= 1866 in Brazil =

Events in the year 1866 in Brazil.

==Incumbents==
- Monarch: Pedro II
- Prime Minister:
  - Marquis of Olinda (until 3 August)
  - Zacarias de Góis e Vasconcelos (starting 3 August)

==Events==
- April 16 - Paraguayan War: Brazilian troops, under Marshal Manuel Luís Osório, cross the Rio Paraguay and stop at Fort Itapirú.
- May 2 - Battle of Estero Bellaco An alliance between the Republic of Argentina, the Empire of Brazil and the Oriental Republic of Uruguay defeats the forces of the Paraguayan government of Marshal Francisco Solano López.
- May 24 - First Battle of Tuyutí: Paraguayan troops make a surprise attack on allied forces in a swampy area of savannah. The result is a massive defeat for Paraguay.
- September 1–3 - Battle of Curuzú: Brazil's battleships Bahia, Barroso, Lima Barros, Rio de Janeiro and Tamandaré go into action against Paraguay. Rio de Janeiro is sunk the following day by mines, but the Curuzu Fort is successfully taken.
- September 22 - Battle of Curupayty: The joint force of the Imperial (Brazilian), Argentine and Uruguayan armies attacks Paraguayan fortified trenches on Curupaity.
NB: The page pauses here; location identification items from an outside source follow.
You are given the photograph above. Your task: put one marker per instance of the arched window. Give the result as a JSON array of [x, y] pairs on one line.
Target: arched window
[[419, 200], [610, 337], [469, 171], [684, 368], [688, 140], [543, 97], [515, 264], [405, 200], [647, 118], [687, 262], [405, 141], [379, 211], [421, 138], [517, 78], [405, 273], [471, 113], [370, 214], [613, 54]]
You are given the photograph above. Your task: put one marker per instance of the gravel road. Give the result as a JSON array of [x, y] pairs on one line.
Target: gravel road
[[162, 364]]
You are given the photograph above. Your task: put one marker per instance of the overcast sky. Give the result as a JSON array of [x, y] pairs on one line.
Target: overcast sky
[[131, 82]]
The Imperial fleet consists of five ironclads, 2 vessels bombers, 3 flat bombers and 6 gunboats led by Admiral Joaquim Marques Lisboa, Marquis of Tamandaré.

==Arts and culture==
===Books===
- José de Alencar - As minas de prata (part 2).

===Music===
- Arthur Napoleão dos Santos - O remorso vivo (opera).

==Births==
- January 20 - Euclides da Cunha, journalist, sociologist and engineer (died 1909).
- May 19 - Prince Peter of Saxe-Coburg and Gotha, son of Princess Leopoldina of Brazil (died 1934).
- August 6 - Carlos de Campos, politician and President of the State of São Paulo 1924-1927 (died 1927).
- November 4 - Malvina Tavares, anarchist, poet, and educator (died 1939).

==Deaths==
- July 2 - Antônio de Sousa Neto, abolitionist politician (born 1801).
- July 15 - Paulino Soares de Sousa, 1st Viscount of Uruguai, politician and diplomat (born 1808).